Taken in AY19/20 Sem 1 under Prof Sun Rongfeng.
This module is taught by the Department of Mathematics in semester 1, and by the Department of Statistics and Applied Probability in semester 2. Students’ experience may differ greatly depending on the department that is conducting this module.
This module starts by introducing basic notions such as events, probability measures, random variables, expectation, and variance. Both discrete distributions and continuous distributions are covered, and a some common distributions (the properties of simpler ones should be memorised for the exam) are given. In the second half of the semester, more complicated topics are covered, such as transformations of random variables (of up to two dimensions), joint distributions, conditional distributions, bivariate normal distributions, covariance, and moment generating functions.
Weekly tutorial sessions are conducted by TAs, which are usually graduate students.
Midterms and finals are closed book without helpsheet. Students are expected to derive formulas and steps as necessary, or otherwise memorise them. The difficulty and length of the papers were reasonable, with adequate time to think about all questions. Questions are generally calculation questions (i.e. very few proof-based questions).

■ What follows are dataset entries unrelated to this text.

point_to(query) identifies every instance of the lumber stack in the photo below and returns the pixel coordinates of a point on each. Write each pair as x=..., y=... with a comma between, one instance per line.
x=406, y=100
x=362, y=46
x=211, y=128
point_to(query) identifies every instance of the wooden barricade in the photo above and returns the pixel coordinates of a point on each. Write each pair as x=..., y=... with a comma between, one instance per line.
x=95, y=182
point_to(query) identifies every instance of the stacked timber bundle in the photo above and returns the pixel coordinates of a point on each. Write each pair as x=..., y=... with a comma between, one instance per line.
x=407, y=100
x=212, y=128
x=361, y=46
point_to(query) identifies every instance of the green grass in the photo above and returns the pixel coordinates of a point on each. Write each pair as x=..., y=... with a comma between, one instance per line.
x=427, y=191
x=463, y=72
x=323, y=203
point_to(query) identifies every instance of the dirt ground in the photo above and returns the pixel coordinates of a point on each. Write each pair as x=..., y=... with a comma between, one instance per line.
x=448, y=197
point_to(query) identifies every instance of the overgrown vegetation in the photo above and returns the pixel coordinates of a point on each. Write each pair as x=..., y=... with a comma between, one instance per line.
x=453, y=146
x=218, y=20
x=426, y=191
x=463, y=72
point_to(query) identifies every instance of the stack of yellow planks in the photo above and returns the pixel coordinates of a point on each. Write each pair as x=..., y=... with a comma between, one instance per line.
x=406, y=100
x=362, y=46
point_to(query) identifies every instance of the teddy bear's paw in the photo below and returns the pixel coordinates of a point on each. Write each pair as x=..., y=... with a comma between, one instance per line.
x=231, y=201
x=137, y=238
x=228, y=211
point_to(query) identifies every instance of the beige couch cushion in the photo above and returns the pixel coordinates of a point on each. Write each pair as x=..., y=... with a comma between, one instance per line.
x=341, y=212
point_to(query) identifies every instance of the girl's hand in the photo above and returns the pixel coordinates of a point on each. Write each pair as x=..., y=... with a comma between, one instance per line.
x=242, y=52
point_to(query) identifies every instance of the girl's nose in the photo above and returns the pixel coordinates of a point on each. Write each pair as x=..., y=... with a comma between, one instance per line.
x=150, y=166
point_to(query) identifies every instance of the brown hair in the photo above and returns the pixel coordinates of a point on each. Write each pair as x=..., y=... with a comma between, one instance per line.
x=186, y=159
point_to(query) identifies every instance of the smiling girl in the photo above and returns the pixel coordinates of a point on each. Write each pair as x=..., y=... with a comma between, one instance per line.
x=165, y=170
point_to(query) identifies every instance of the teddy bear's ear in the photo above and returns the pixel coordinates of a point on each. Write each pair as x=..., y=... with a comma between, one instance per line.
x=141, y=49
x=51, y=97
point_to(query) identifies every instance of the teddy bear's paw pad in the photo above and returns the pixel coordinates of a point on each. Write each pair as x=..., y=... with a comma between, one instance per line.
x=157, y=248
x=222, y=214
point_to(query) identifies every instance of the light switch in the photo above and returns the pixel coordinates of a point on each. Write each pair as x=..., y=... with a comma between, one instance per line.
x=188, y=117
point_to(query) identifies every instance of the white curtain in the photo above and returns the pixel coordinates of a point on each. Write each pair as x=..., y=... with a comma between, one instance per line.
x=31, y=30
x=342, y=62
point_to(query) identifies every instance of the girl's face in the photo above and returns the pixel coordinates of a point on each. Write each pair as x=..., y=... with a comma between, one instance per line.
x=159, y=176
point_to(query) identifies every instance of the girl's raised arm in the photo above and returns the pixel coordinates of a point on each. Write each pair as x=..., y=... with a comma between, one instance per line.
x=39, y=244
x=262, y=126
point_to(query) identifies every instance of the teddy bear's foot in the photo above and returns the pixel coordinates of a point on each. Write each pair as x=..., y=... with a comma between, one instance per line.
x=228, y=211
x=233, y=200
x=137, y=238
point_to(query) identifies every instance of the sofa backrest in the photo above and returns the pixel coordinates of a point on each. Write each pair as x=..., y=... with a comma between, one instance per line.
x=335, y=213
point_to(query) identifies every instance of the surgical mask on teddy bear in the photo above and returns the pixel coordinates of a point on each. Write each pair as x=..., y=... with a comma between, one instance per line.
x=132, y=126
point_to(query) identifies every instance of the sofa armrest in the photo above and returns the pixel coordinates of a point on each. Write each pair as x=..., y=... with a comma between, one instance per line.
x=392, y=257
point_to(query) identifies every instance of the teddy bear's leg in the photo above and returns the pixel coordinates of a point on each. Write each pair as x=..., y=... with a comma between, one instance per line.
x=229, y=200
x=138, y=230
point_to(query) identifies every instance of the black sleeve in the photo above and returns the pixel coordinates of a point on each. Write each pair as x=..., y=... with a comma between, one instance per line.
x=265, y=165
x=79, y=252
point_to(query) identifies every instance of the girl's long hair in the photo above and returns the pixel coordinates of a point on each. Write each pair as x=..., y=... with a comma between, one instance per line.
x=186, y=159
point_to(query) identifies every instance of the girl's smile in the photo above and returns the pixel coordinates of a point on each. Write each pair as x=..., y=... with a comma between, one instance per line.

Lectures cover more content than necessary for the exams; notably, they include proofs for most of the formulas and results covered in this modules. The first half of the semester is generally quite simple, but the pace increases in the second half of the semester. Prof Sun adheres closely to his slides as he conducts the lectures. Lectures are webcasted and slides are uploaded to Luminus. The lecture slides are generally sufficient as revision material.
There are weekly graded homework sets which come from the same book as the weekly tutorial questions; the homework sets are collected in batches approximately every three weeks.